Spring that year drew summer quickly after it. The lilac had been early in flower, the days bright and hot. At nine o'clock on a July morning Callon's servant drew up the blinds in his master's room and let the sunlight in. Lionel Callon stretched himself in bed and asked for his letters and his tea. As he drank the tea he picked up the letters one by one, and the first at which he looked brought a smile of satisfaction to his face. The superscription told him that it was from Millie Stretton.
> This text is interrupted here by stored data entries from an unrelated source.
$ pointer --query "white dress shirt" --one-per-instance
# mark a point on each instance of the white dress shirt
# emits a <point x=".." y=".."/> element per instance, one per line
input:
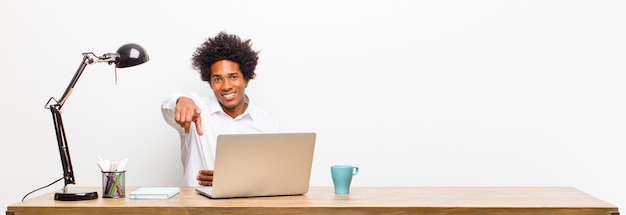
<point x="198" y="152"/>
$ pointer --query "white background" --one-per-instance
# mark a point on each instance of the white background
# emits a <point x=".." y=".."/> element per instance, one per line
<point x="416" y="93"/>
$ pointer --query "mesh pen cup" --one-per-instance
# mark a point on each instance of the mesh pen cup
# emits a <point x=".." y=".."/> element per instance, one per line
<point x="114" y="184"/>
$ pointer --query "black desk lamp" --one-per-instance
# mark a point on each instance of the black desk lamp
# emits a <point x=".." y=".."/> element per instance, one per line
<point x="127" y="55"/>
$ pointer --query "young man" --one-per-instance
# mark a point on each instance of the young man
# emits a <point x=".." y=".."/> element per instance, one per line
<point x="227" y="63"/>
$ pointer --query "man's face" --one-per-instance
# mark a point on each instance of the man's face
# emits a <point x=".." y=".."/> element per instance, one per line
<point x="229" y="86"/>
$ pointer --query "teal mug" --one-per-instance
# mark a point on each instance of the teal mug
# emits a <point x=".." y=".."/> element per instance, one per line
<point x="342" y="177"/>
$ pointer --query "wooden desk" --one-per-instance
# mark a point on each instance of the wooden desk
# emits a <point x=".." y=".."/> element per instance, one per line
<point x="362" y="200"/>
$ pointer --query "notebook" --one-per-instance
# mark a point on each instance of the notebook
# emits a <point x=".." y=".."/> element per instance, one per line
<point x="154" y="193"/>
<point x="269" y="164"/>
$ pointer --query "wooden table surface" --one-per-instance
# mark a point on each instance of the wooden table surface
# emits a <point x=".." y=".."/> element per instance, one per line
<point x="361" y="200"/>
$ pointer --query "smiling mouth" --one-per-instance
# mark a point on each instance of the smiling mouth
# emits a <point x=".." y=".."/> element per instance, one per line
<point x="229" y="96"/>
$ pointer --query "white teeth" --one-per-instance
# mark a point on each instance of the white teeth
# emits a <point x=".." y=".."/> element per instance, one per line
<point x="229" y="96"/>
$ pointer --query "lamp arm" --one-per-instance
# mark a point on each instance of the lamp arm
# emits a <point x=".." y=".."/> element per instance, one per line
<point x="55" y="109"/>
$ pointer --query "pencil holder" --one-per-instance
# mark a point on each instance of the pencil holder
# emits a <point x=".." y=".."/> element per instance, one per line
<point x="114" y="184"/>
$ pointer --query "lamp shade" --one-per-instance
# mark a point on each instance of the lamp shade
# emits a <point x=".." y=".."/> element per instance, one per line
<point x="131" y="54"/>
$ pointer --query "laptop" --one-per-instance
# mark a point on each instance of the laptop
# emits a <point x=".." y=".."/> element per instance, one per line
<point x="268" y="164"/>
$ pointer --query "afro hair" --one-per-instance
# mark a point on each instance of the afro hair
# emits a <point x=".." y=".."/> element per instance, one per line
<point x="225" y="46"/>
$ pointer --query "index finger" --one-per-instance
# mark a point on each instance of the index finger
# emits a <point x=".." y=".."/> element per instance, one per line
<point x="199" y="125"/>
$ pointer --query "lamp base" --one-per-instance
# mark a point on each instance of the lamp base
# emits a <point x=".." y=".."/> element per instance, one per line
<point x="75" y="196"/>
That little device of a quarrel had proved successful, then. He tore open the envelope and read the letter. Millie wrote at no great length, but what was written satisfied Callon. She could not understand how the quarrel had arisen. She had been thinking over it many times since it happened, and she was still baffled. She had not had a thought of hurting him. How could she, since they were friends? She had been hoping to hear from him, but since some time had passed and no word had reached her, she must write and say that she thought it sad their friendship should have ended as it had.

It was a wistful little letter, and as Callon laid it down he said to himself, "Poor little girl"; but he said the words with a smile rather than with any contrition. She had been the first to write--that was the main point. Had he given in, had he been the one to make the advance, to save her the troubled speculations, the sorrow at this abrupt close to their friendship. Millie Stretton would have been glad, no doubt, but she would have thought him weak. Now he was the strong man. He had caused her suffering and abased her to seek a reconciliation. Therefore he was the strong man. Well, women would have it so, he thought, with a chuckle, and why should he complain?

He wrote a note to Millie Stretton, announcing that he would call that afternoon, and despatched the note by a messenger. Then he turned to his other letters, and amongst them he found one which drove all the satisfaction from his thoughts. It came from a firm of solicitors, and was couched in a style with which he was not altogether unfamiliar.